Message From Chairman Khrushchev to President Kennedy
Moscow, December 29, 1962.


DEAR MR. PRESIDENT, I am grateful to you for your wish to clarify the considerations by which, as you tell us, the U.S. Government was guided in taking the decision regarding making Polaris missiles available for the disposal of Britain. You note that the Polaris missiles will be given to small British submarine forces which will be assigned to NATO and that these missiles are not expected to be operational before 1969-70.

I took notice of your words that the President's chief concern in making the decision on availability for transfer of the Polaris missiles was to prevent or at least delay the development of national nuclear capabilities and that you seek to gain time for further efforts in the field of disarmament. I would like to regard what you said with understanding. But in your turn, please regard with understanding those thoughts which cannot but come to our mind in connection with the step which you are taking.
If one is to appraise this step objectively, i.e. not only from the point of view of its effect on the relations between the U.S. and Britain, between the U.S. and its other allies in NATO, not only from the point of view of what type of destructive weapons is more suitable or costs less for them to manufacture, then the conclusion can be only one--this still is a matter of expansion of armaments of states. Yes, the agreement regarding the Polaris missiles reached on the Bahamas is one more effort in the implementation of the plans for nuclear armament, armament that is, while the peoples are awaiting from statesmen and governments efforts in a completely different direction--to scrap the war machine of states, to destroy all means of annihilation of people.

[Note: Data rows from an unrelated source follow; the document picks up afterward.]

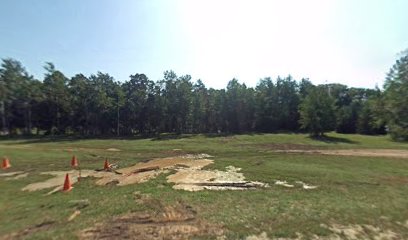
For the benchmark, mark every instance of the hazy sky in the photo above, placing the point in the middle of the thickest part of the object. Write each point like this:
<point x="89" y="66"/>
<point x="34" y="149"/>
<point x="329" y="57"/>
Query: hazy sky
<point x="353" y="42"/>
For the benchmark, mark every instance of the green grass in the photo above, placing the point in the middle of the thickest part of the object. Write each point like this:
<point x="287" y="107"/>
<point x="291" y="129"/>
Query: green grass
<point x="352" y="190"/>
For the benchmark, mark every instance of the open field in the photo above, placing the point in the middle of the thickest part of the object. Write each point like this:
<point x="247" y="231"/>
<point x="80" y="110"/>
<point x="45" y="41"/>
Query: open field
<point x="358" y="196"/>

We are sorry that the essence of the question on which you informed me is still armament. Measures on which you inform us lead not to creating conditions facilitating general and complete disarmament, not to clearing road to agreement but to further intensification of arms race. This can only grieve all those people who see in general and complete disarmament a really reliable guarantee of peace.
In the messages which we exchanged the two of us expressed more than once our desire to seek mutually acceptable solutions to the questions of disarmament. Unfortunately, however, in those U.N. committees and subcommittees where negotiations on disarmament are conducted, in particular, in the 18 Nation Committee in Geneva they do not yet go beyond declarations of readiness for disarmament.
I do not think that in this message I should touch more in detail on the negotiations on disarmament. I touched on this topic because I cannot but express my concern that every meeting of statesmen of the Western powers regardless of the level of these meetings is devoted first of all to working out new armament programs.
I was informed that you consider interesting the proposal concerning nuclear test ban which was contained in my recent message to you. This makes me hopeful.
I send you, your wife and your entire family good wishes and New Year's greetings from myself and my family.